I know you will be disappointed that our decision is not what you and many of your members wanted. I understand and sympathise with the extreme pressures your members have been under in this exceptional year: they have helped deliver the economic response to the pandemic, helping UK businesses get the support they need while at the same time suffering the effects of the pandemic on their own firms. I am very grateful to them for their valuable and vital work.

At present, filing rates are holding up well, but we will continue to monitor the situation during January and keep matters under review.”

Taxpayers must complete a self-assessment return if they:

  • earned more than £2,500 from renting out property;
  • received, or their partner has received, Child Benefit and either of them had an annual income of more than £50,000;
  • received more than £2,500 in other untaxed income, for example from tips or commission;
  • are a self-employed sole trader whose annual turnover is over £1,000;
  • are an employee claiming expenses in excess of £2,500;
  • have an annual income of over £100,000; or
  • have earned income from abroad that they need to pay tax on.

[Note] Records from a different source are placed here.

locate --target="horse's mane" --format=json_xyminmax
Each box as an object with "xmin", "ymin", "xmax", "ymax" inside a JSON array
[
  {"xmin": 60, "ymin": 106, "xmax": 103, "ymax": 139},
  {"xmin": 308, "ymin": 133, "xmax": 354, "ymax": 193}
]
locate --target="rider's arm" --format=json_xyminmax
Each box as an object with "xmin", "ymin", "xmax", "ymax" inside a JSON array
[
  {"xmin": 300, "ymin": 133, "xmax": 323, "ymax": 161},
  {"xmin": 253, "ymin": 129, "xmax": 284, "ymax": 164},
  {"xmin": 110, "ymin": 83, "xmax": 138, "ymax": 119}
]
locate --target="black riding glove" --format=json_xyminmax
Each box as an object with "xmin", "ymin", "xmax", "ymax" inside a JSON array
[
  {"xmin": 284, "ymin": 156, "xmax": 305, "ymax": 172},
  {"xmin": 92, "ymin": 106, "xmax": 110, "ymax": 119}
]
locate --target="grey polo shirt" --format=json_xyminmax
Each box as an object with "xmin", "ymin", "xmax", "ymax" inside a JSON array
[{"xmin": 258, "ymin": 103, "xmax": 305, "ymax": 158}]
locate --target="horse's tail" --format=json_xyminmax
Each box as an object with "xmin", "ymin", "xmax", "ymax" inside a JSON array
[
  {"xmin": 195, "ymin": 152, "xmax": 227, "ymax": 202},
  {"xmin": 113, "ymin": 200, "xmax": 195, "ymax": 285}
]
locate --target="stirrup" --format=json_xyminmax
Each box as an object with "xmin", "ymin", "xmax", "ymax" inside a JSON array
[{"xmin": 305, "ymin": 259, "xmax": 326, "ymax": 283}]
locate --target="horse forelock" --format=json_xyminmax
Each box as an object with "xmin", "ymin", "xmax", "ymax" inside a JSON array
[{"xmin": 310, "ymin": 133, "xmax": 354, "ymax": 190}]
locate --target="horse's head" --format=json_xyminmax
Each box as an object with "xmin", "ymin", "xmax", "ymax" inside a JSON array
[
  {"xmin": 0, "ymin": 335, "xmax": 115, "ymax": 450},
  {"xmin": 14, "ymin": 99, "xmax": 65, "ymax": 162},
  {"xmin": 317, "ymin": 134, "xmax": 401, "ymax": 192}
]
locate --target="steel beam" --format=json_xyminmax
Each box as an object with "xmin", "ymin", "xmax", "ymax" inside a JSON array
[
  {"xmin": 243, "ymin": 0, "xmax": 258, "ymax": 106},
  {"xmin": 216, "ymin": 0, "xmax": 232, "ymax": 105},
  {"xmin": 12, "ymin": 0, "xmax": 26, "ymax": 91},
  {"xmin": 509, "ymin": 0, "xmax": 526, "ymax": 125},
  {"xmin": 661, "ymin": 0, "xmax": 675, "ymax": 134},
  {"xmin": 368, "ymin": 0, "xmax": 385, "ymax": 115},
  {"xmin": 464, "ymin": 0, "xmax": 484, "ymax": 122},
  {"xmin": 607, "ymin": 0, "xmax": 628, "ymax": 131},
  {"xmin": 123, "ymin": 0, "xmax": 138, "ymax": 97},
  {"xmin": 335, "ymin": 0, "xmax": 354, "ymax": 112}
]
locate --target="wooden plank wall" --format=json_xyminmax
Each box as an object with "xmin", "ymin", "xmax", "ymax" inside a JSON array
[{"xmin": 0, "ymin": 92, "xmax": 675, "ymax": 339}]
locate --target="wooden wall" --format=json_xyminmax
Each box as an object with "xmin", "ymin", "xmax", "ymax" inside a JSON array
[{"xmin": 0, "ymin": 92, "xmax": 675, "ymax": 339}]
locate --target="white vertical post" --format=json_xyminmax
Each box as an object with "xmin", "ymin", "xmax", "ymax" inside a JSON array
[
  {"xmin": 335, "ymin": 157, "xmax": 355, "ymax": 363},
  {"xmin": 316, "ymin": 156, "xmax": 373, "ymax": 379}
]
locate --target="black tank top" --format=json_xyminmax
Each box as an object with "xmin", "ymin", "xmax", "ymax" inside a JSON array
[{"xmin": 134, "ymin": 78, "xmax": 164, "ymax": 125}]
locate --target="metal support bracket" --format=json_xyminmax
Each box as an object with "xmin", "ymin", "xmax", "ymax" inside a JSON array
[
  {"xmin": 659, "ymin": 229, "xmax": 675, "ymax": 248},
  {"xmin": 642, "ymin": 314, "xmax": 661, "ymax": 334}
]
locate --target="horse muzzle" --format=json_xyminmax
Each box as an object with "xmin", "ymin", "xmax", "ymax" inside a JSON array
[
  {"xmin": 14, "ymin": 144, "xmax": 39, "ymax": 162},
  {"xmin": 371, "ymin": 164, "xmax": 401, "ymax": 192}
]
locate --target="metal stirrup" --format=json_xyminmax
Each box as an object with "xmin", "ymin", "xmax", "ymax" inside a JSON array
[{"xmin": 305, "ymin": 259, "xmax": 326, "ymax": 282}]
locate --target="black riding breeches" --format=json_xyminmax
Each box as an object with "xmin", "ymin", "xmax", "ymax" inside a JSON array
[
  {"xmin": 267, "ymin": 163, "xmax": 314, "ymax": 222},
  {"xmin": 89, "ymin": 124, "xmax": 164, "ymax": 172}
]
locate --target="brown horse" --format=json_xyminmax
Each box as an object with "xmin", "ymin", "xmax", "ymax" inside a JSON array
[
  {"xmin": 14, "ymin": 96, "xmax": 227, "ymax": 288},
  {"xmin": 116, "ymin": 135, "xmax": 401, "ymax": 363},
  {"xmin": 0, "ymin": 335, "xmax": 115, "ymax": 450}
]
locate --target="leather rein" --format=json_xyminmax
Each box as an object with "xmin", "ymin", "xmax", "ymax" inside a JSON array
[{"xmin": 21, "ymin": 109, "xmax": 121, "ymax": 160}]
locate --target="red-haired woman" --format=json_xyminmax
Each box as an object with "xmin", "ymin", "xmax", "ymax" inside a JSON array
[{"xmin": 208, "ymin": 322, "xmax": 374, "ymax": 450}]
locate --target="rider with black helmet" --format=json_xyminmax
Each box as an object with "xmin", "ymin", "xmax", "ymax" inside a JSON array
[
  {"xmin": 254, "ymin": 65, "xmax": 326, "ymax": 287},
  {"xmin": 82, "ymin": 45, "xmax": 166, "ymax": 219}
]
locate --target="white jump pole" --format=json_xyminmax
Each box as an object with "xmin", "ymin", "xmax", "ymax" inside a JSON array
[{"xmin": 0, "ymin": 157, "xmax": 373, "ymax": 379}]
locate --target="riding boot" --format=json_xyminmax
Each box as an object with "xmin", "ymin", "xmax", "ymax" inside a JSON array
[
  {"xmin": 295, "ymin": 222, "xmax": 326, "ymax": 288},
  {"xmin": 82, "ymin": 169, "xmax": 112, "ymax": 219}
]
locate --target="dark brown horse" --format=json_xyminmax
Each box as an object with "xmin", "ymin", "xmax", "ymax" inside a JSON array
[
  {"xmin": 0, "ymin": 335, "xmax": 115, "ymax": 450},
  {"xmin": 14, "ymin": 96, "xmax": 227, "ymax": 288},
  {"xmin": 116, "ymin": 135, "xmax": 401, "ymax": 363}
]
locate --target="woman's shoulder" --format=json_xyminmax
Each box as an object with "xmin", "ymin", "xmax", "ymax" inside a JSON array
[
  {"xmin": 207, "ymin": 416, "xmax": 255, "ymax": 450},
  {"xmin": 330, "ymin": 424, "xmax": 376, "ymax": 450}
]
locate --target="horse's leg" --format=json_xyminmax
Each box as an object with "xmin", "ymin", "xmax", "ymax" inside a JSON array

Once self-assessment taxpayers have completed their 2019/20 tax return, and know how much tax is owed, they can set up their own payment plan to help spread the cost of their tax liabilities, up to the value of £30,000 using the online self-serve Time to Pay facility to set up monthly direct debits. For amount over £30,000, Time to Pay may also be available by contacting HMRC. Interest will be applied to any outstanding balance from 1 February 2021.

Taxpayers can also now check on GOV.UK whether they need to declare, or possibly pay tax, on any ‘casual’ income. This new interactive guidance explains what individuals need to do if they receive non-PAYE income from:

  • selling things, for example at car boot sales or auctions, or online;
  • doing casual jobs such as gardening, food delivery or babysitting;
  • charging other people for using your equipment or tools; or
  • renting out property or part of their home, including for holidays (for example, through an agency or online).